{1288}
Siedziałem na ławeczce do wyciskania i pomagałem Gregorowi nagrać wyzwanie, które dostał. Miał, stojąc na jednej nodze i nie używając rąk, podnieść złożoną na pół, kartkę... Z podłogi.
Udało mu się to za pierwszym razem, ale oczywiście musieliśmy to powtórzyć, bo coś mu nie pasowało w nagraniu.
- Wiesz... - zacząłem, gdy skończyliśmy. - Im dłużej cię znam tym bardziej jestem pewien, że nie masz kręgosłupa.
Austriak spojrzał na mnie zaskoczony i zaśmiał się. Odłożył telefon, założył ręce na piersi i patrzył na mnie wyzywająco.

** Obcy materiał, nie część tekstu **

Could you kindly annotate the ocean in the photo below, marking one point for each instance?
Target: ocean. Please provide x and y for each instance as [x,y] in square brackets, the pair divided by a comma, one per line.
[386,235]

- Może to wykorzystaj - uśmiechnął się.
- Ja nie jestem taki giętki - zauważyłem.
- Jesteś wystarczająco.
- Czy ty chcesz seks zamienić w akrobacje w łóżku? - roześmiałem się.
- Warto spróbować... Na przykład w samochodzie bardzo się przydaje taka giętkość...
- W samochodzie? - uniosłem brwi. - Nigdy nie uprawiałem seksu w aucie - co było przecież oczywiste, bo gdybym uprawiał to by wiedział, bo tylko z nim sypiałem.
- Może czas najwyższy - podszedł do mnie. - Co myślisz?
Kocham z nim rozmawiać o seksie.
- Myślę - wstałem - że to dobry pomysł - położyłem dłonie na jego klatce piersiowej i powoli przesunąłem je na szyję.
Gregor uśmiechnął się do mnie, po czym objął mnie w pasie, a jego dłonie zsunęły się na moje pośladki.
- Wychodzimy? - zapytał muskając ustami moje wargi. - Czy chcesz się ze mną jeszcze podroczyć?
- Ja z tobą? - szepnąłem. - To ty zawsze mi nagadasz, gdy jesteśmy przy ludziach, a potem każesz siedzieć do końca ze wszystkimi - pociągnąłem go lekko za włosy.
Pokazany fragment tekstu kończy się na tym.